Les esprits sont Jiminy Cricket (puisqu'il représente la conscience),


 le géant de Mickey et le haricot magique pour le présent (puisqu'il est aussi géant)



 et Pat Hibulaire déguisé en faucheuse pour le futur.



Mais il n'y a pas que les vieux avares à s’occuper sur terre, loin s'en faut! D'autres ont aussi reçu la visite de ces esprits, comme dans Fantômes en fête qui porte en VO le titre plus explicite de Scrooged.

  Il s'agit d'une transposition moderne (1988). Cette fois, Scrooge est Frank Cross, un patron de chaîne de télé, qui à défaut de détester Noël voudrait pour faire de l'audimat que tout le monde le passe devant sa télé et décide de diffuser une version en direct d'Un chant de Noël, dont il ne paraît pas réaliser le sens profond.

Son Fred est son frère James, à qui il se contenterait bien d'envoyer une serviette pour Noël si sa secrétaire Grace n'avait eu l'idée d'envoyer un magnétoscope (années 80, dernier cri de la technologie) à la place. Grace a pour fils cadet Calvin, devenu muet depuis que son père s'est fait assassiner sous ses yeux.


Ils sont donc Bob Crachitt et Tiny Tim.
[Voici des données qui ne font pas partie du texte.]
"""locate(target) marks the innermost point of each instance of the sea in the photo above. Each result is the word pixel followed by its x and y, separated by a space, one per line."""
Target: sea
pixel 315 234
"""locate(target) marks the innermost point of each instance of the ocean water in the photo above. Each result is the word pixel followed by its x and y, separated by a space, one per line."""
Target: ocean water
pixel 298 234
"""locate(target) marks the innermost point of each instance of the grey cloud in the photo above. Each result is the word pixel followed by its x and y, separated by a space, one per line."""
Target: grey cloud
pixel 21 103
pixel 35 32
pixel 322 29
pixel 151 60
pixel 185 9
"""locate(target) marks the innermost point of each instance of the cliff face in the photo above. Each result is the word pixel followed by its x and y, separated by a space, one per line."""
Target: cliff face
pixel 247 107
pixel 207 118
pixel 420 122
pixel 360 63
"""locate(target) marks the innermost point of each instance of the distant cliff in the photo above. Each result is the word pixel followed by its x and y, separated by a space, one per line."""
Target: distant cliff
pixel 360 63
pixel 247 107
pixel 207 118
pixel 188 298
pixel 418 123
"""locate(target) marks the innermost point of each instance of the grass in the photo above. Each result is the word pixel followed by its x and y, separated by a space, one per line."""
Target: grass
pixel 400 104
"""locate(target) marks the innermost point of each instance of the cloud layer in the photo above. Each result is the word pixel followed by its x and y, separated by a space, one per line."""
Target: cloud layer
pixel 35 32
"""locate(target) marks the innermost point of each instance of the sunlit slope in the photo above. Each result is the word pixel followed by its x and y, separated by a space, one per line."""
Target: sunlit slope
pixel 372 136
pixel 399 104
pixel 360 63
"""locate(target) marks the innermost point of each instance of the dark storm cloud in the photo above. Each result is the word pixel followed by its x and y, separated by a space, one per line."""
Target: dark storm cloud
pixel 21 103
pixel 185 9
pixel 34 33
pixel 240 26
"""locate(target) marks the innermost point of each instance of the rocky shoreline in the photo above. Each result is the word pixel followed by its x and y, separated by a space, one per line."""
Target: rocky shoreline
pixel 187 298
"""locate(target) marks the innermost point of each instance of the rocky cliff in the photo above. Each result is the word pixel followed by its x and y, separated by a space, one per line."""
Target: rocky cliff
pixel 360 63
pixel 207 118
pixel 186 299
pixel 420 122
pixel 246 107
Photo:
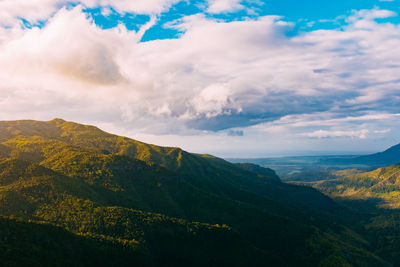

Mais Bob est aussi un peu Eliott Loudermilk, un employé de la chaîne que Frank a renvoyé juste parce qu'il avait exprimé une opinion contraire à la sienne. Quant à Grace, sa seule prime de fin d'année sera aussi une serviette...
A trois jours de Noël, Frank voit apparaître devant lui son ancien patron Lew Hayward, décédé sept ans plus tôt d'une crise cardiaque.


Juste après sa disparition et ses avertissements, le répondeur du téléphone donne mystérieusement le numéro de Claire, l'ex-petite amie que Frank n'a pas vue depuis 15 ans. Elle est Isabelle, excepté que Frank la revoit, travaillant pour un refuge de sans-abris.

Après un déjeuner d'affaires où Frank a des hallucinations horribles du genre un œil dans son verre ou un serveur qui prend feu, l'esprit des Noëls passés se manifeste peu après . Cette fois on dirait un nain au volant d'un taxi, dont il se sert pour remonter le temps façon Retour vers le Futur.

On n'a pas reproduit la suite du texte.